Das passte genau ins Bild. Die Erinnerungen an eine Woche, die er in einem besonders kalten Winter nach dem Krieg in Torquay verbracht hatte, schlugen wie Wellen über ihm zusammen. Es war sein erster Aufenthalt in England gewesen, und damals hatte er sich geschworen, es werde auch sein letzter bleiben. Ein ungeheiztes Zimmer, und beim Frühstück herrschte allgemeines Geflüster, weil man sich auf keinen Fall den Zorn der Vermieterin zuziehen wollte, einer wunderlichen Person von unberechenbarem Temperament, die sich völlig unverständlich ausdrückte und bis 17:30 Uhr sämtlichen Gästen den Zutritt zu ihrem Haus überhaupt verwehrte. Was er dort alles durchgemacht hatte. Vierzehn Tage nichts als matschige fish and chips – in Zeitungspapier eingewickelt! Die meiste Zeit hatte er damit verbracht, hinter einem Windschutz auf der Strandpromenade sitzend, das Kreuzworträtsel zu lösen.
»Die Übersetzung lässt leider zu wünschen übrig«, räumte der Direktor ein.
»Darf ich bitte die anderen sehen, monsieur le directeur?
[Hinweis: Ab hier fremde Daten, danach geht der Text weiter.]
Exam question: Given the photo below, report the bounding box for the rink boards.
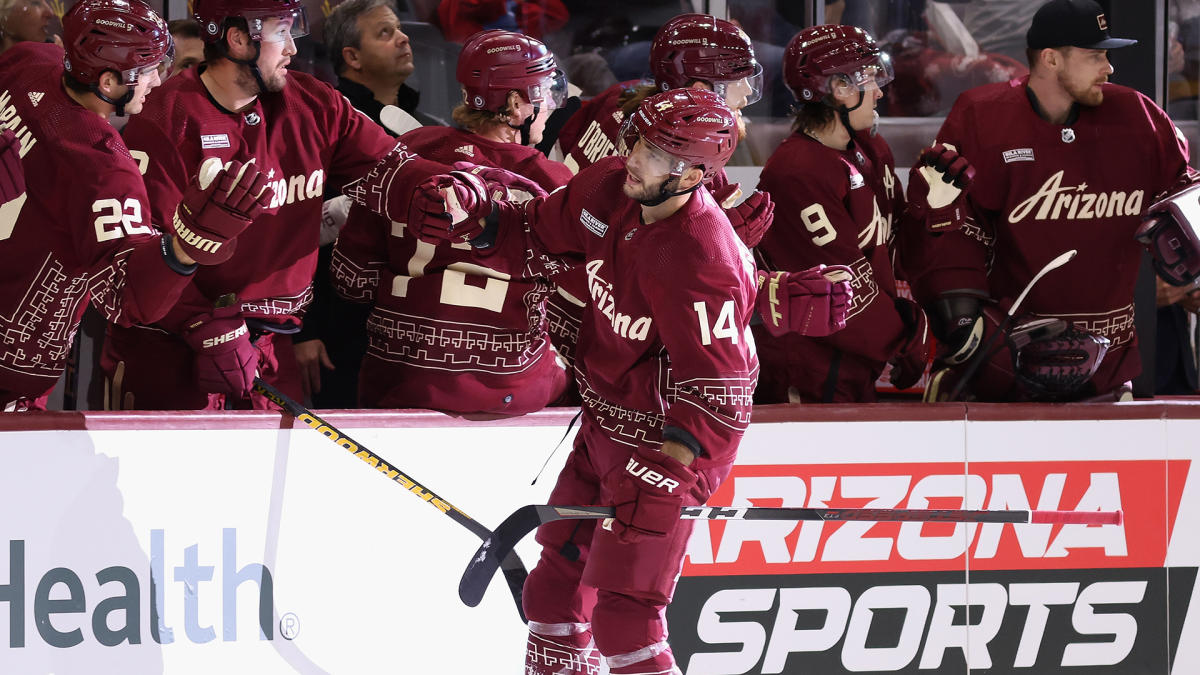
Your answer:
[0,402,1200,675]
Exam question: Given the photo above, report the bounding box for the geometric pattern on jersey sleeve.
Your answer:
[846,258,880,323]
[367,305,548,375]
[0,253,90,377]
[1030,303,1134,347]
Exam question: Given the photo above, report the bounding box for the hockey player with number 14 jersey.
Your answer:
[348,89,758,675]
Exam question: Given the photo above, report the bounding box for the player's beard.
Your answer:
[1058,73,1104,108]
[620,170,673,203]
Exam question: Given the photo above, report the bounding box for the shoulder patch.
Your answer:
[580,209,608,237]
[1003,148,1033,165]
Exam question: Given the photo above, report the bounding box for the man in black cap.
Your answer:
[899,0,1192,400]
Die – äh, weniger beliebigen?«
»Ganz einhelliger Meinung sind sie wohl alle nicht.« Der Direktor sammelte sie zusammen. »Mag sein, dass einige Zuschriften die rechte Begeisterung vermissen lassen.«
»S’il vous lait, monsieur le directeur.«
Der Direktor seufzte. Einen Versuch war es immerhin wert gewesen.
»Begeisterung!« Monsieur Pamplemousse tat sich schwer, seinen Abscheu beim Durchblättern des Papierstoßes zu verhehlen. »Sacrebleu! Das ist ja wie überreifer Camembert – es stinkt zum Himmel! So etwas ist mir noch nicht untergekommen, noch nie. In meiner ganzen Laufbahn nicht. Hören Sie sich das einmal an:
›Dieser Mann sollte verhaftet werden … ebenso seine Frau … Herr Schmuck ist ein …‹«
Hier brach der Satz ab, und das Papier war voller Tintenkleckse. Offenbar hatte der Verfasser es in seiner Erregung nicht mehr fertiggebracht, seine Anschuldigungen noch näher auszuführen, und stattdessen die Tinte auf dem Papier verspritzt.
»Damit steht meine Entscheidung fest!« Er erhob sich. »Es tut mir leid, monsieur le directeur.«
Der Direktor seufzte noch tiefer als beim letzten Mal. »Auch mir tut es sehr leid, Aristide. Ich hatte gehofft, Ihr berühmtes Pflichtbewusstsein, vor dem wir von der alten Garde bei Le Guide den Hut ziehen, würde eine ausreichend starke Triebkraft sein. Leider …« Er machte eine Miene, als wäre seine letzte Illusion in Bezug auf die Mitmenschen ein für alle Mal zerstört, und spielte seinen letzten Trumpf aus. »Nun bleibt mir allerdings keine andere Wahl, als die Autorität meiner Stellung zum Tragen zu bringen. Es ist daher meine Pflicht, Pamplemousse – eine traurige Pflicht, wenngleich ich doch als Ihr Freund zu sprechen hoffe –, Sie daran zu erinnern, dass Sie sich dieser Autorität nur allzu bereitwillig unterwarfen, als Sie zu uns kamen. Sie werden morgen früh den Zug um 7:41 Uhr nach Perpignan nehmen. Madame Grante hält die Fahrkarten für Sie bereit.«
Monsieur Pamplemousse sank in seinen Stuhl zurück. Er wusste, wann er sich geschlagen geben musste. Es stimmte, was der Direktor sagte. Er hatte Le Guide viel zu verdanken. Jener verhängnisvolle Tag, an dem er gegen den Rat vieler seiner Kollegen bei der Sûreté sein Abschiedsgesuch eingereicht hatte, weil er sich moralisch dazu verpflichtet fühlte, war ihm noch allzu deutlich im Gedächtnis: Ein plötzliches Gefühl der Kälte und des Alleinseins in der Welt hatte ihn beschlichen, als er das Gebäude am Quai des Orfèvres zum letzten Mal verlassen hatte, ohne zu wissen, ob er sich nach links oder rechts wenden sollte. Heute wusste er, dass es das Schicksal damals gut mit ihm gemeint hatte. Einer momentanen Eingebung folgend, war er nach rechts gegangen, in Richtung des siebenten arrondissement. Der Zufall hatte es gewollt, dass er auf seinem Weg am Bürohaus von Le Guide vorbeikam und dem Direktor in die Arme lief. Der Direktor stand von früher her wegen der diskreten Aufklärung eines Falles in seiner Schuld, der bei weniger geschickter Handhabung Frankreichs älteste und angesehenste Feinschmeckerbibel ziemlich in Verruf hätte bringen können.
Aber wenn der Direktor in seiner Schuld stand, so war es umgekehrt genauso. Kaum hatte ihm Monsieur Pamplemousse sein Leid geklagt, hatte der Direktor ihm auf der Stelle und ohne zu zögern Arbeit angeboten. Im Laufe einer einzigen Stunde war Monsieur Pamplemousse von einem Büro in das andere übergewechselt und hatte den Beruf, der bis dahin sein Lebenselixier gewesen war, gegen einen ebenso erquicklichen getauscht.